Non era facile parlare con Bernardi perché era un uomo che dava peso, importanza alle parole così come ai silenzi; come un musicista rispettava le pause, perché anche le pause hanno significato, perché anche le pause, i silenzi sono musica o possono essere parole.

Parlare con lui ti costringeva all’esercizio della scelta, all’eliminazione del superfluo, del chiacchiericcio vacuo; ti spingeva al rigore, a esaminare te stesso, a pesare quello che avevi da dire, da scrivere, per distillarlo e ripulirlo dalle scorie. Non t’insegnava nulla, almeno non direttamente, ma quello che diceva ti rimaneva in mente, tanto che mi sembra di sentirlo ancora il suo rimprovero sulla mia logorrea narrativa.

Scherzava anche Bernardi, improvvisamente, inaspettatamente e riusciva a spiazzarti anche in quei momenti, perché fino a quell’istante non ti saresti aspettato che il suo volto fosse attraversato da una risata, dal lampo ironico che accendeva i suoi occhi.

Mi è capitato anche di vederlo sorridere con uno sguardo che si era fatto sorprendentemente tenero, quella volta che si mise a parlare di gatti con mia figlia bambina, mentre le raccontava di Fabrizio, il gatto suo amico/coinquilino, chiamato così in onore di Stendhal.

L’ultima volta che ci siamo incontrati fu a Roma, agli inizi di un’estate afosa.

Bernardi era ospite di un festival sull’Isola Tiberina, presentava il suo romanzo Crepe.

Io partii apposta per incontrarlo, era un po’ che non ci vedevamo e mi ricordo questa passeggiata sul lungotevere, fino al ponte Cestio, questo percorso che scendeva lungo i muraglioni dell’argine fino alle banchine occupate da stand, vicine al fiume opaco, là dove il profilo della banchina sembra la prua di una nave, pronta a raggiungere il Ponte Rotto poco distante. Bernardi lo trovai lì, «sulla tolda» di quella nave di cemento che fissava curioso la gente che percorreva in fretta lo spazio assolato in cerca di ombra. La presentazione del suo libro avrebbe dovuto iniziare dopo qualche minuto, ma Bernardi attese pazientemente, come gli era stato chiesto, che si riunissero un po’ di spettatori disposti a sedersi sotto il sole per sentir parlare di un libro che raccontava di faccende lontane, come la costruzione della stazione dell’Alta Velocità di Bologna, dei macchinari che scavavano il sottosuolo e di una storia futura in cui crepe sempre più larghe, sempre più profonde, si sarebbero disegnate sui muri delle case della città.

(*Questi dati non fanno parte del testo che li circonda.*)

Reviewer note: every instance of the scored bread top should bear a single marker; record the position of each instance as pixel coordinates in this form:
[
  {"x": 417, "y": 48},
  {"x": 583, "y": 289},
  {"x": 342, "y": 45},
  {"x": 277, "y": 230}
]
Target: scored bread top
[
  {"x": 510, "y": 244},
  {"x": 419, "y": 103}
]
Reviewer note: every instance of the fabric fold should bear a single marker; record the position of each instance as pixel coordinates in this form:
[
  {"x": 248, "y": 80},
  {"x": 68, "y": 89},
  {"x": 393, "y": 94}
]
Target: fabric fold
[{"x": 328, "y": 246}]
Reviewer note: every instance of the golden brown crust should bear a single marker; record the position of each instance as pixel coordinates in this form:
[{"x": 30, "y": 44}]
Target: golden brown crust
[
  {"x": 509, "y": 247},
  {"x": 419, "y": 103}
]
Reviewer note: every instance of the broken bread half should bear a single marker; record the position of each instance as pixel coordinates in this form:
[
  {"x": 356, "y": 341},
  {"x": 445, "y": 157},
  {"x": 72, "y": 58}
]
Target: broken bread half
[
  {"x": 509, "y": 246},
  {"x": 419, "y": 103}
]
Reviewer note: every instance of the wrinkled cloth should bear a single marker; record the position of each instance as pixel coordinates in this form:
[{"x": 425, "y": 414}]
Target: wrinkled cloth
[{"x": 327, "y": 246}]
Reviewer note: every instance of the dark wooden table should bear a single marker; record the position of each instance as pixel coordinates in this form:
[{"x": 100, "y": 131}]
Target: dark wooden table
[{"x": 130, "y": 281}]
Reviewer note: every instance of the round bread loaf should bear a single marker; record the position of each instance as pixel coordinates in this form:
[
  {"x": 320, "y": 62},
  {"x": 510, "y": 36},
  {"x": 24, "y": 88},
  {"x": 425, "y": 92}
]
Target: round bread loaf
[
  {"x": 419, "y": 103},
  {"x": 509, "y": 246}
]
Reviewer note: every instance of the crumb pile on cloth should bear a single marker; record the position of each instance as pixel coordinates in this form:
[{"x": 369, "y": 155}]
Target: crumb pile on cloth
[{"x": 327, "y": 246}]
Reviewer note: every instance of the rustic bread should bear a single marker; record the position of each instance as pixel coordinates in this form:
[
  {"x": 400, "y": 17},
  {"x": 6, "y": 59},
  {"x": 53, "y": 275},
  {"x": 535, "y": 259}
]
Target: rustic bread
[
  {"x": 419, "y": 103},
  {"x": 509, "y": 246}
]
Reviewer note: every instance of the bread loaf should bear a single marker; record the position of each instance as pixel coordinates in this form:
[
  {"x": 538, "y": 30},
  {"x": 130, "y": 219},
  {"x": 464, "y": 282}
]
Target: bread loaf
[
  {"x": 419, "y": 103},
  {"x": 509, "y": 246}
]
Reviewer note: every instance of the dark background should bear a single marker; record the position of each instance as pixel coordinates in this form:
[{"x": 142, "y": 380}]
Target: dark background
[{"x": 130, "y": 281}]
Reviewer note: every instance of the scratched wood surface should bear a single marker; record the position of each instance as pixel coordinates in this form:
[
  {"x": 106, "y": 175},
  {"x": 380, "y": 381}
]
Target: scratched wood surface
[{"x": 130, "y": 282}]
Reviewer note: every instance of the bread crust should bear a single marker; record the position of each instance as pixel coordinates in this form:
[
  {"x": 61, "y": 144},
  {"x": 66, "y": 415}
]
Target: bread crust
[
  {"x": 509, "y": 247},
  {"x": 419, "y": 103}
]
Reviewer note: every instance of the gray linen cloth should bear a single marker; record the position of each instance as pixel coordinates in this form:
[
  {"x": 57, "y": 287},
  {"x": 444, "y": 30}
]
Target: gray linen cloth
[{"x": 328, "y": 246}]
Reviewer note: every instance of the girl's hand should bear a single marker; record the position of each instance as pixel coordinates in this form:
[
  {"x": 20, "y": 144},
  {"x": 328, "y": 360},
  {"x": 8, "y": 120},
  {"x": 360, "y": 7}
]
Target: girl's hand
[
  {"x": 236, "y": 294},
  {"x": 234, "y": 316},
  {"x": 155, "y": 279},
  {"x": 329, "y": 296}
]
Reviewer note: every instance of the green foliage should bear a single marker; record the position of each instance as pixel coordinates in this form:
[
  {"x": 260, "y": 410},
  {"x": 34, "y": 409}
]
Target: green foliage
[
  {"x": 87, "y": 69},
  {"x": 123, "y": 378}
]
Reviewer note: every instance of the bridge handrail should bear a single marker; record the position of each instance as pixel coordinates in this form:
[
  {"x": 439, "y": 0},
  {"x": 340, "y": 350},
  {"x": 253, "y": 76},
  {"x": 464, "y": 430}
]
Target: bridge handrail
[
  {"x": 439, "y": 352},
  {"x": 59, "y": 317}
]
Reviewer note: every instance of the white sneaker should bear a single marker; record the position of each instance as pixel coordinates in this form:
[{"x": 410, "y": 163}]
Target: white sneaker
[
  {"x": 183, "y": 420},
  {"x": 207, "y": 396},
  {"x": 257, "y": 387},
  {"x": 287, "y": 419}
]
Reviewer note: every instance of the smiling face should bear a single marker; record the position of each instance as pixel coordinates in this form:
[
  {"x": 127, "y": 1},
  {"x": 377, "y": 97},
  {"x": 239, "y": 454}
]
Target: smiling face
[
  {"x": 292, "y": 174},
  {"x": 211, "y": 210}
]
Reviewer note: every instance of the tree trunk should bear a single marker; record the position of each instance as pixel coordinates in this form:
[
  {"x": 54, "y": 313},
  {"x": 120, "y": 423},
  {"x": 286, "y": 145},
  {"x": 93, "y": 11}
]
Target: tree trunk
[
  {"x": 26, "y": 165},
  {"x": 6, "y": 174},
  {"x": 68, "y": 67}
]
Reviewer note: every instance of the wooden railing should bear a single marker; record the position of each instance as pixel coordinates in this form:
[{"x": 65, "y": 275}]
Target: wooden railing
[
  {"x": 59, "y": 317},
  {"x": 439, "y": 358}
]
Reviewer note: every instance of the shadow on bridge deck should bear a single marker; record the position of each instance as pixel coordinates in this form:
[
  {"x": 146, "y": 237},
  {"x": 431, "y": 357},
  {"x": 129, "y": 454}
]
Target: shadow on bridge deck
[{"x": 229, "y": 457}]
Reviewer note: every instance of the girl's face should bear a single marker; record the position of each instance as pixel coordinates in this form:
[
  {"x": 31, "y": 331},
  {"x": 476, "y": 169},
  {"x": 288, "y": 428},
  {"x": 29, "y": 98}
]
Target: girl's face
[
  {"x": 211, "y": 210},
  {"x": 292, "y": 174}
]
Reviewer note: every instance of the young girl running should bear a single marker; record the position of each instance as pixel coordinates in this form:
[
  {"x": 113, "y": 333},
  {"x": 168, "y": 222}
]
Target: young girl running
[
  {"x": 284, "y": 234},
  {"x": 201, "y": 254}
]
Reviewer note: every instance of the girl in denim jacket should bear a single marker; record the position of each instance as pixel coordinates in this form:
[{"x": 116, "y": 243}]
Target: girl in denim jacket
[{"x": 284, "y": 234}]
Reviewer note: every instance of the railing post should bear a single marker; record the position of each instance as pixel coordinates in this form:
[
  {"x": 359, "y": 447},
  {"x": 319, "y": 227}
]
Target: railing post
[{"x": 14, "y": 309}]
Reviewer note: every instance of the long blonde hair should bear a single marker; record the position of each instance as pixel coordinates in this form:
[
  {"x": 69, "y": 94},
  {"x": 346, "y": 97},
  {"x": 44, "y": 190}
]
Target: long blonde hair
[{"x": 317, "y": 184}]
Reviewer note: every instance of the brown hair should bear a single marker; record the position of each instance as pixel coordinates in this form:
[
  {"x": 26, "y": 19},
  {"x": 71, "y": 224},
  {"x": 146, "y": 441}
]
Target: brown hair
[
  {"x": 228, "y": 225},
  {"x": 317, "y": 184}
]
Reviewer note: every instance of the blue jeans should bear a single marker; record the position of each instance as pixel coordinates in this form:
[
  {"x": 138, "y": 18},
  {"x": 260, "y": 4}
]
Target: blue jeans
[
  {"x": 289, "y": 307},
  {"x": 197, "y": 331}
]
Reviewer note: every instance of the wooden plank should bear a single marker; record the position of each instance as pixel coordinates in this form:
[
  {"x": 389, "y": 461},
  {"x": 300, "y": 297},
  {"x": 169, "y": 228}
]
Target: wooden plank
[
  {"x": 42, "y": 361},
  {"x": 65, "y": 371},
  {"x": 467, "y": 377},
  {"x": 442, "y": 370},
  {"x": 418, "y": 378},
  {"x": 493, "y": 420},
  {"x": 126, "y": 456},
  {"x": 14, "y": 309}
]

Non ne vennero tanti di spettatori, e la luce riflessa dai lastroni delle banchine distraeva da quella storia fatta invece di gallerie, buio, e crepe dell’animo.

Sul viso di Bernardi comparve solo un sorriso stanco e un po’ amaro, mentre rispondeva alle domande del presentatore, firmò un paio di copie, ascoltò paziente le domande incalzanti di un tipo che gli chiedeva se anche lui fosse convinto della fine del fumetto d’autore. Quell’espressione lo accompagnò per tutta la durata del nostro incontro e mi rimase impressa, mi seguì mentre ripercorrevo il lungotevere per tornarmene indietro.

Durante l’estate, nel tempo trascorso sulle pagine di un social network, cominciai a leggere gli strani post di Luigi. Lui, di solito parco d’interventi e parole, condivideva foto di luoghi lontani, di città americane, accompagnate da brevi commenti misteriosi e difficili da comprendere. «Ancora una volta mi hai stupito» pensavo, considerando che mai avrei pensato a Luigi in viaggio negli Stati Uniti, in posti come Las Vegas o le Bahamas. Poi quei post cessarono, la sua presenza sul network tornò ad essere rarefatta, ma intanto cominciai a chiedermi sempre più spesso cosa facesse, se avesse già ripreso a scrivere dopo Crepe o fosse in giro per l’Italia a parlare di quel suo libro. Alla fine mi decisi a chiamarlo, a fargli quella domanda così semplice, naturale, «Come stai?». La sua risposta mi versò del ghiaccio dentro; mi raccontò, semplicemente, senza indugiare in particolari, di quell’ospite inatteso e tremendo che si era manifestato poco dopo il nostro incontro. Mi accorsi di non riuscire a trovare le parole, mi ritrovai a balbettare frasi che mi sembravano tutte stupide, inadatte, piene di una fastidiosa e inutile curiosità, mentre Luigi con calma, con un tono di voce non diverso dal solito, mi rispondeva pacato, quasi con distacco, come se parlasse di qualcosa altro da lui.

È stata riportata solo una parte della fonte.